Sen. Robert W. Kasten Jr.'s (R-Wis.) involvement in some questionable Milwaukee real estate deals has resulted in his being named in a civil complaint, and could cost him more than a half million dollars.
Kasten and nine others were named in a suit filed April 13 by the Wisconsin securities commissioner alleging that they took part in fraud and a number of securities law violations, including sale of unregistered securities and sale of securities by unlicensed agents.
The suit contends that Kasten and the others, all partners in various Milwaukee real estate deals, were involved in sales of up to $50 million in securities to thousands of investors. Some of the 30 related businesses named have failed, leaving hundreds of investors with little chance of recovering their money.
Kasten says his involvement in the partnerships was minimal, and investigators say it is unlikely that the senator will face criminal charges. However, the Wisconsin Justice Department has entered the case, and charges could be filed against others.
The main target is Oliver Plunkett, the Milwaukee promoter who organized and headed the shaky financial empire.
Plunkett filed for reorganization in federal bankrupcy court last month, putting further proceedings against him and his partners on hold. A judge then issued a temporary restraining order barring the sale of any properties.
As a general partner with Plunkett in four real estate ventures, Kasten can be held liable for part of the businesses' debts. Kasten resigned from one of the partnerships shortly before entering the Senate in January, 1981, but did not resign from three others until after the complaint was filed.

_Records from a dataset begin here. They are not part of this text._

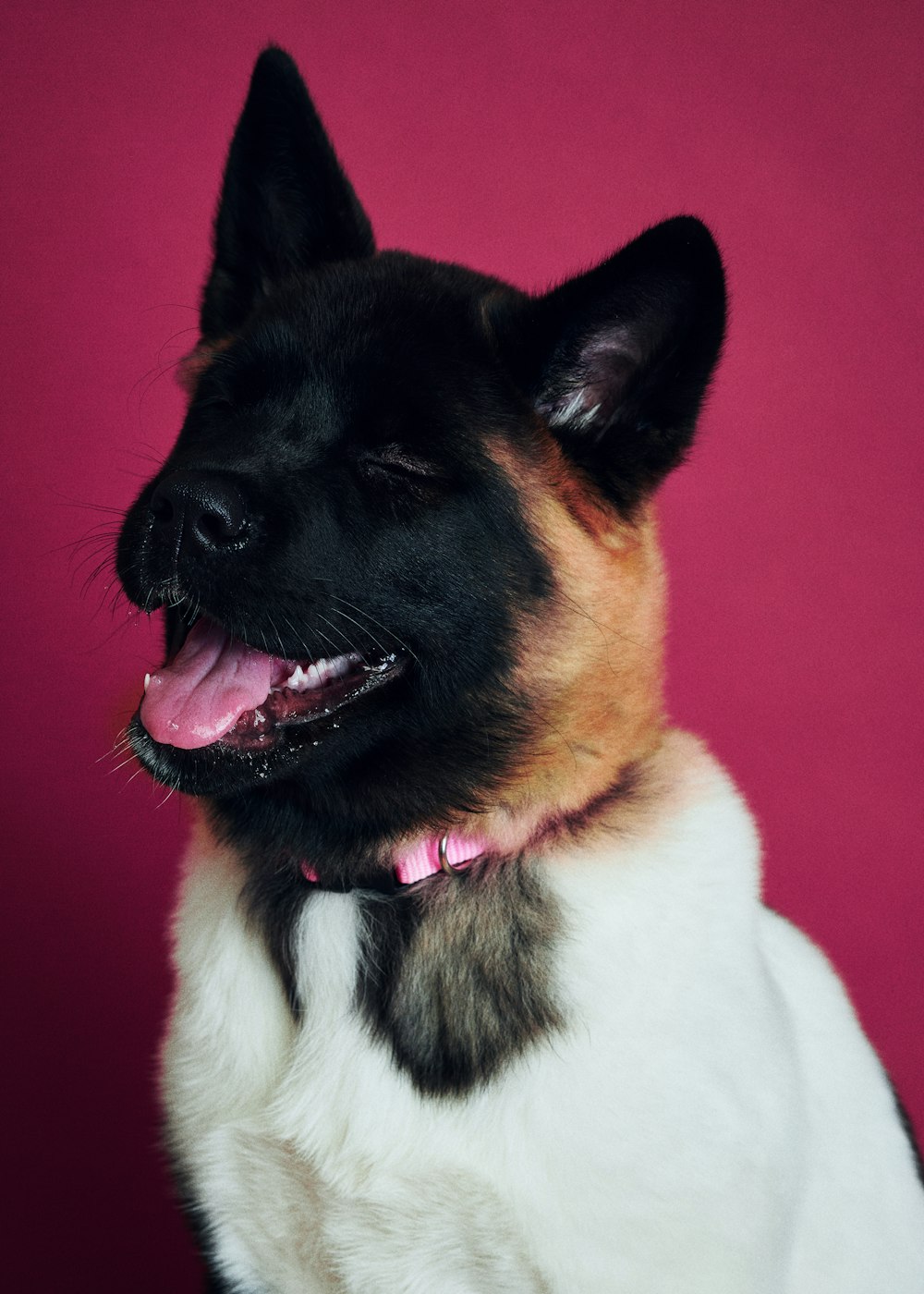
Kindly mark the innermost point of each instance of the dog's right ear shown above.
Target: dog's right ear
(285, 203)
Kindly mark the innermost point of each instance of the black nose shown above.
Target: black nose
(198, 510)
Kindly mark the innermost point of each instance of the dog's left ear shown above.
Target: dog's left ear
(285, 202)
(617, 360)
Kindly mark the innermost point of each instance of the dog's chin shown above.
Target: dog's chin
(274, 743)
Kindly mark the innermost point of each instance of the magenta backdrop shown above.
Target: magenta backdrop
(529, 141)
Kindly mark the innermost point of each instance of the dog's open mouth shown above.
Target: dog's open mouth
(219, 689)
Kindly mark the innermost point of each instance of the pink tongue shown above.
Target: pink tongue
(203, 692)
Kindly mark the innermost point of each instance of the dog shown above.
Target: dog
(477, 993)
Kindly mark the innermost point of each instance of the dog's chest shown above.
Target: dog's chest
(323, 1167)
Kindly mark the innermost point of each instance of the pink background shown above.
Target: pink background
(527, 141)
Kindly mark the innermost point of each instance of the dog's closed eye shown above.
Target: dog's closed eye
(397, 465)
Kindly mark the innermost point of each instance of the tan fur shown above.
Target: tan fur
(591, 662)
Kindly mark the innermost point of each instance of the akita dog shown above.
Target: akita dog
(475, 989)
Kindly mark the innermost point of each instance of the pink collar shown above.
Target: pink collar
(449, 853)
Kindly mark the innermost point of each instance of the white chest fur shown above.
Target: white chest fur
(710, 1119)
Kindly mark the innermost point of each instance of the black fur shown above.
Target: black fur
(333, 489)
(456, 976)
(907, 1126)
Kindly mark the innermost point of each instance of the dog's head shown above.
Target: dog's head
(404, 537)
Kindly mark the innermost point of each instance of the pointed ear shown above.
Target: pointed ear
(285, 202)
(623, 356)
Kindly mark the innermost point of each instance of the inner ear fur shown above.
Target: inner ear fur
(617, 360)
(286, 203)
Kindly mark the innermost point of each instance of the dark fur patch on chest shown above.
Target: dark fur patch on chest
(456, 974)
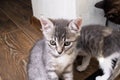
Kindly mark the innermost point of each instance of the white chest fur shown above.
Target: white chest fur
(62, 62)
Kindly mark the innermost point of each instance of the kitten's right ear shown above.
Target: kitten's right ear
(46, 24)
(100, 5)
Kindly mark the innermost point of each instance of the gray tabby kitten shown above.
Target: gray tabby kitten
(102, 43)
(53, 57)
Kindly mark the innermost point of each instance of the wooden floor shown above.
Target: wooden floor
(17, 36)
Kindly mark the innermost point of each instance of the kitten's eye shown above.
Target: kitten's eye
(52, 42)
(67, 43)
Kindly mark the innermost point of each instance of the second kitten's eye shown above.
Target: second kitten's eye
(52, 42)
(67, 43)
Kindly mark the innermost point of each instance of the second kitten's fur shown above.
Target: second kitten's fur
(103, 44)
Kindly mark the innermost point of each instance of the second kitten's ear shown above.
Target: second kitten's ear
(46, 24)
(100, 5)
(75, 25)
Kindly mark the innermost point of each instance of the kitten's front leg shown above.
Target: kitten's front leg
(51, 72)
(85, 63)
(68, 74)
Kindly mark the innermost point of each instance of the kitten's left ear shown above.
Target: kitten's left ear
(75, 25)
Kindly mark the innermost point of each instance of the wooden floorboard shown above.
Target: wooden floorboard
(6, 25)
(14, 54)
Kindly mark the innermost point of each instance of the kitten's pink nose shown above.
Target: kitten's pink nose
(60, 52)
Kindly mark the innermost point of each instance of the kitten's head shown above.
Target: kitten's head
(61, 34)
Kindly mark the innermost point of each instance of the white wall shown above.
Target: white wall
(69, 9)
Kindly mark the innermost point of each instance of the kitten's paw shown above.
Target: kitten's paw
(81, 68)
(100, 78)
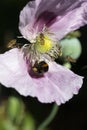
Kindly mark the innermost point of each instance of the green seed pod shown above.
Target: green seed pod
(71, 47)
(28, 123)
(14, 110)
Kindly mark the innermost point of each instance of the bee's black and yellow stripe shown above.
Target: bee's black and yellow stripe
(40, 67)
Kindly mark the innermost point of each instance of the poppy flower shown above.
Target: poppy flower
(32, 69)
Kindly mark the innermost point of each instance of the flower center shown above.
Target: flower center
(43, 43)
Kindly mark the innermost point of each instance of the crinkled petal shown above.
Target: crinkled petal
(71, 20)
(60, 16)
(58, 84)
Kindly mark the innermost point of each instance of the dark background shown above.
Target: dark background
(73, 114)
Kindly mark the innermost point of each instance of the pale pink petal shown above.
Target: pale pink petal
(57, 85)
(60, 16)
(70, 21)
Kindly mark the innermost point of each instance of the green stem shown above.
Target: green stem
(48, 120)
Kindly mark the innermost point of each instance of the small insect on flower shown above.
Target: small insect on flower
(70, 59)
(43, 24)
(40, 68)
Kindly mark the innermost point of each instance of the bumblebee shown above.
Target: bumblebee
(70, 59)
(40, 68)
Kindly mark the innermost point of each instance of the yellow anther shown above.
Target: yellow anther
(43, 43)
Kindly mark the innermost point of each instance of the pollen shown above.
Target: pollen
(43, 44)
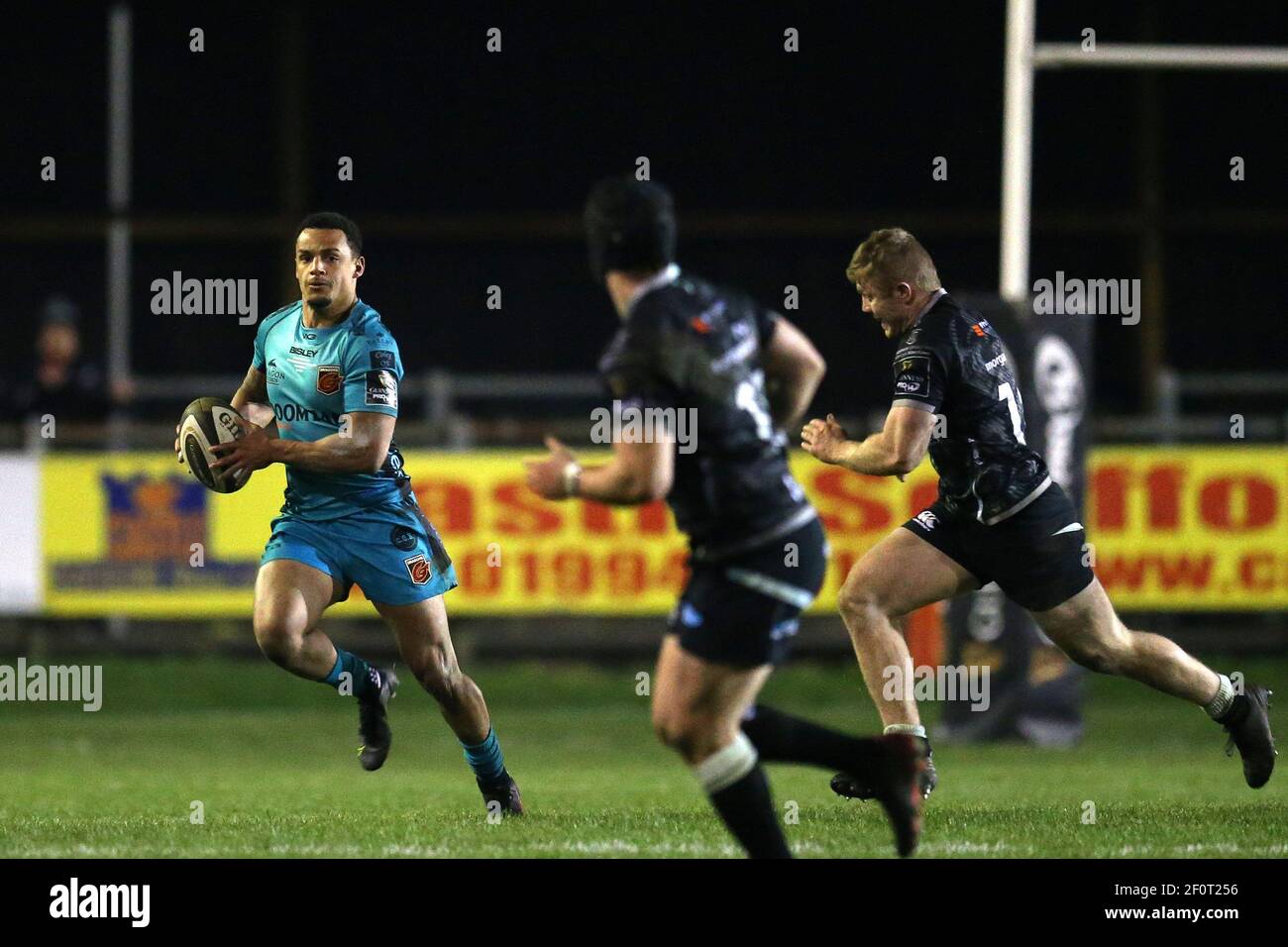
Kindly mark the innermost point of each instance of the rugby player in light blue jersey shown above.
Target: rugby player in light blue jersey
(330, 368)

Attorneys say the resignation will not shield him from liability, civil or criminal, for actions taken while he was a partner.
This is not Kasten's first controversy in his home state over finances.

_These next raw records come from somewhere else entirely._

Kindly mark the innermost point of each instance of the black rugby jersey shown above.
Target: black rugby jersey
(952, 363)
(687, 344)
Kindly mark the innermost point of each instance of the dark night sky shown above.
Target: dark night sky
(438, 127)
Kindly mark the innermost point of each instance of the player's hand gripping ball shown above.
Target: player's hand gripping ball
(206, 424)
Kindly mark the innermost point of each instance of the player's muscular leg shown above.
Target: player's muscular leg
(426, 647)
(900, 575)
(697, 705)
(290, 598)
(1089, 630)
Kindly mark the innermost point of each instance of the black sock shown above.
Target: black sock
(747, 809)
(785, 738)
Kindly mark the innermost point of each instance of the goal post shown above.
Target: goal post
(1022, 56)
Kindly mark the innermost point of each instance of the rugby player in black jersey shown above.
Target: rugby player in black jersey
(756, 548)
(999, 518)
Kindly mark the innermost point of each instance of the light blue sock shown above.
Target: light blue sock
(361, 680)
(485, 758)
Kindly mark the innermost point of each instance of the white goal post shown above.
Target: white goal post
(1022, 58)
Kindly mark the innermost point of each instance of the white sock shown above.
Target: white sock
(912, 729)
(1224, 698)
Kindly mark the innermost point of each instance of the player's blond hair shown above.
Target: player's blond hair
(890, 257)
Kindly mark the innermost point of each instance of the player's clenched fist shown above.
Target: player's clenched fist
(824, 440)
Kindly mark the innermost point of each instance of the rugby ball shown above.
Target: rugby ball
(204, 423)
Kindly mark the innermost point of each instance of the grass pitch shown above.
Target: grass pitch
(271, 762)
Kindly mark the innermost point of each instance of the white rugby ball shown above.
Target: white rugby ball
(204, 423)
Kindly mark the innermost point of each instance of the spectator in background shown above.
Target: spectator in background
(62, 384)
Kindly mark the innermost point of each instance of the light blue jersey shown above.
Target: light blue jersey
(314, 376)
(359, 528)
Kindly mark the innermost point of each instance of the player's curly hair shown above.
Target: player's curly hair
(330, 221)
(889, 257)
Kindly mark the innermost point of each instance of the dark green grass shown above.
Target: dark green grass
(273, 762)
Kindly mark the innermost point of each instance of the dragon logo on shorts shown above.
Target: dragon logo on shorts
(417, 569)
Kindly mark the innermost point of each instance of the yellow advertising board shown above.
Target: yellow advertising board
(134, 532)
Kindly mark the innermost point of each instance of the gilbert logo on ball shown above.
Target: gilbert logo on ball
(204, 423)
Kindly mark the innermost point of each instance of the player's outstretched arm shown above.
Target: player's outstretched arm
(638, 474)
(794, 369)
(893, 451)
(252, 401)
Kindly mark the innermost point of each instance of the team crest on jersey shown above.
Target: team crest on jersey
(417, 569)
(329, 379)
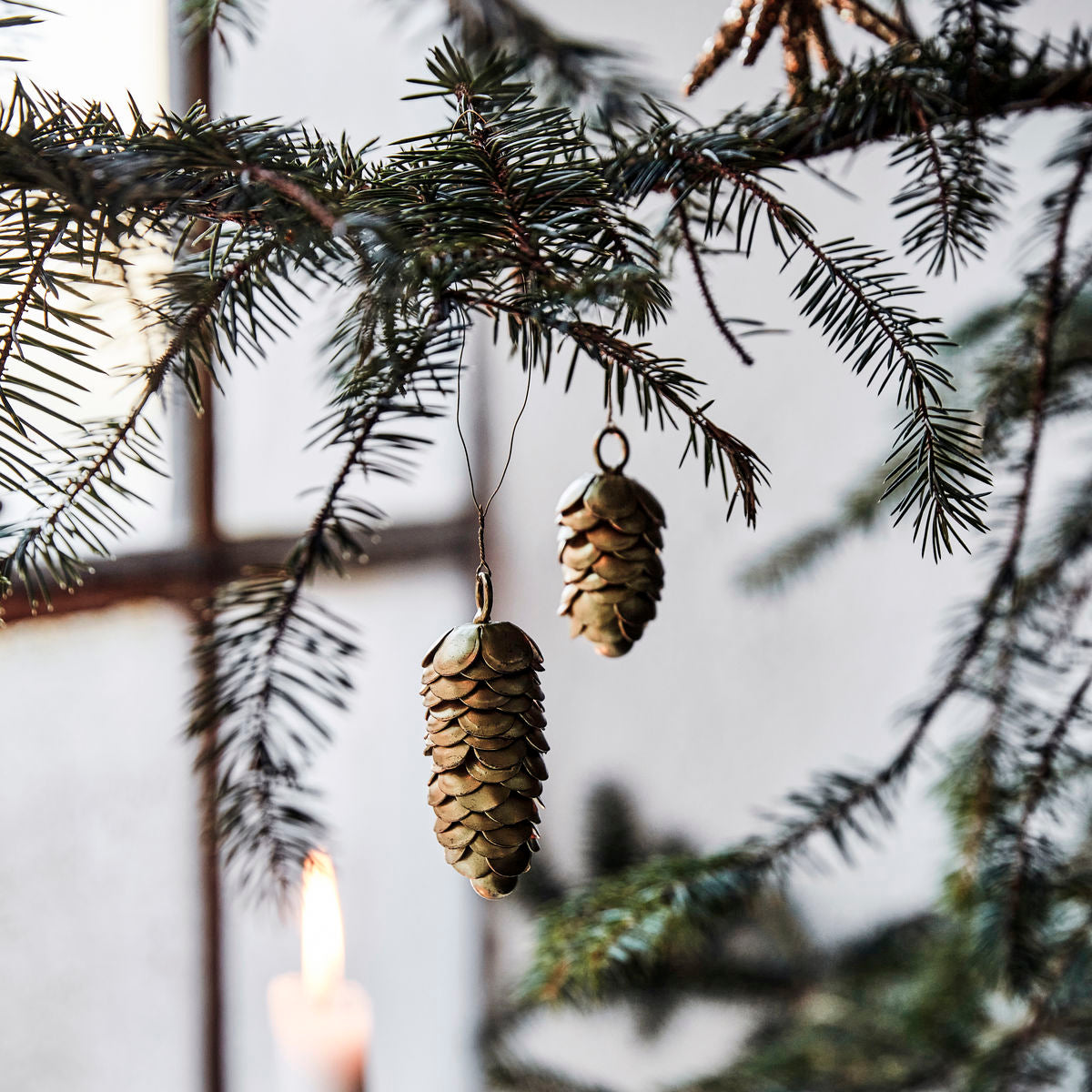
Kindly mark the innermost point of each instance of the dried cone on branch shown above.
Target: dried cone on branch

Last year it was disclosed that he had failed to pay his state income tax in 1977, while serving the second of his two terms in the House. Kasten at first claimed that he had paid the taxes, then retreated from that position when he was unable to produce a canceled check.
He admitted a month later that he had made a mistake, made his belated payment of $2,269 plus an undisclosed amount in interest and penalties, and said he hoped the "embarrassing" incident was closed.

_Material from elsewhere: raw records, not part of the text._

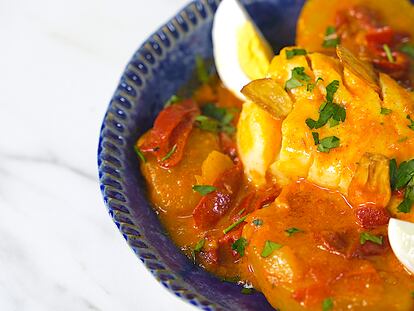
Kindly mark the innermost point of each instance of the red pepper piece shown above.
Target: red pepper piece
(171, 128)
(371, 217)
(216, 204)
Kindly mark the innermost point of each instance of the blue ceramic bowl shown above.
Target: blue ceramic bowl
(160, 67)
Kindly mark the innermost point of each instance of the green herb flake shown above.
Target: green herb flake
(140, 154)
(247, 291)
(234, 225)
(410, 126)
(291, 231)
(173, 100)
(366, 236)
(258, 222)
(327, 304)
(311, 86)
(202, 72)
(331, 89)
(297, 79)
(295, 52)
(204, 189)
(269, 248)
(331, 39)
(388, 53)
(328, 143)
(315, 138)
(170, 153)
(385, 111)
(239, 246)
(408, 49)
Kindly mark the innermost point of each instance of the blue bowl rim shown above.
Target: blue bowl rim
(110, 146)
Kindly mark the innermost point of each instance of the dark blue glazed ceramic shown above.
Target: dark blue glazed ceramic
(162, 66)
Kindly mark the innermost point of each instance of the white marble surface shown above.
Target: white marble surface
(60, 63)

Kasten, 39, comes from a prosperous banking and manufacturing family. He became involved with Plunkett in 1979, after leaving the House and following an unsuccessful run for governor.
In addition to the partnerships with Plunkett, he became vice president of a company owned by Plunkett, but said his involvement in it declined after he announced his candidacy for the Senate early in 1980. He upset Democratic Sen. Gaylord Nelson in the 1980 election.
One of the Kasten-Plunkett partnerships, East-Town Properties, folded late last year, leaving $3 million owed on its property, $1.7 million in other debts and several hundred unhappy investors, including Madison Mayor Joel Skornicka and his wife, Carol.
Among the charges against Kasten, Plunkett and four others are that they allowed illegal loans to be made by their other real estate partnerships to the floudering East-Town venture. That, Securities Commissioner Richard Malmgren said in his complaint, was a direct violation of an earlier order he had issued and a violation of the fraud section of state statutes.
East-Town still owes $420,000 to four other Plunkett partnerships, including two in which Kasten was a general partner.
The full extent of Kasten's liability has not been determined and probably will not be for some time. The main question remaining is whether the downfall of East-Town and some of the other failed ventures will drag the rest of the Plunkett-Kasten partnership down with them.
At a news conference last month in Milwaukee, Kasten denied that he has ever broken any securities laws, and said, "My participation and my part of this complaint is very, very limited." He also denied having any knowledge of any illegal loans.
Kasten promised to make a full financial disclosure of his role in the partnerships. Since then, however, he has turned down requests for interviews on the subject. His aide, Kim Gigstead, said that the senator is "concerned about creditors and his financial obligations and is continuing to investigate."